There’s something about living in downtown Los Angeles that makes me feel like being a celebrity is tangible. It’s a ridiculous thought, I know. Especially, considering I don’t even want to be a celebrity. I wouldn’t mind, however, being the person behind the scenes that still goes to all the celebrity parties (which clearly means I am like every other person who lives in this star-studded town). But still, the hopefulness is a hard feeling to ignore. Each day I step outside our house and see people filming TV or movies, suddenly stardom seems within reach for anyone.
I hadn’t realized how much of downtown Los Angeles was featured on TV until I live here. I’ve seen my street in the latest Batmanmovie, in a Taco Bell commercial, in most inner-city car commercials, on most reality TV and even on prime time programming. Just the other day while walking the dog, Cory found himself on the set for CSI: New York. Then while making my way to Walgreens to pick up a prescription, I found myself passing through a set that included dudes dressed in wedding dresses and tubs full of rose petals. Camera crews are everywhere downtown, all the time, especially on weekends when the traffic is not as present.

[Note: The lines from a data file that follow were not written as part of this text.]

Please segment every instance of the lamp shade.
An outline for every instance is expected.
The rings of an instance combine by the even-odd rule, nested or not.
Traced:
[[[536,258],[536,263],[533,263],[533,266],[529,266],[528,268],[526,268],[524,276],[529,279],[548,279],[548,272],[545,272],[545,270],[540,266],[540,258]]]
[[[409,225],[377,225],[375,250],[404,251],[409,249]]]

Usually there is a note pasted on a wall somewhere that describes what’s being filmed but for the most part I never know what’s being filmed (until I recognize it on TV). I generally see just the set-up, which is not at all as impressive as I imagined in my head before I knew what set-ups were really like. Sets include a couple of big silver and black trucks that carry the equipment like lights and speakers, some smaller trailers, which hide the actors, and police escorts, which I think are required for safety issues. Rarely do I ever see actors in action. Still, sets are definitely a sight to see. It’s incredible how many people are needed for one scene.
Right before the new iPhone 5 came out, Apple turned a nearby art gallery into a faux MAC store. People were everywhere (I assume because Apple has a big production budget). The actors standing out front waiting for the faux MAC doors to open were all young, hip kids, and ironically glued to their own iPhones. The iPhone addiction was inevitable even when the cameras were not filming. The morning of the CSI: New York shoot I saw a faux New York Taxi driver with a staged New York Taxi and license plate, an elderly Asian woman dressed up as a toy doll with pig tails and rosy cheeks, and a tattooed guy covered head to toe walking his blue, pet parrot that sat patiently on his arm. All three people were walked by the block nearest to us within five minutes. And funny enough, two of the three characters were not part of the shoot. But these characters are one of many reasons I love living here–the dynamics of Los Angeles could be a movie all by itself. We’re just actors on stand by waiting our turn.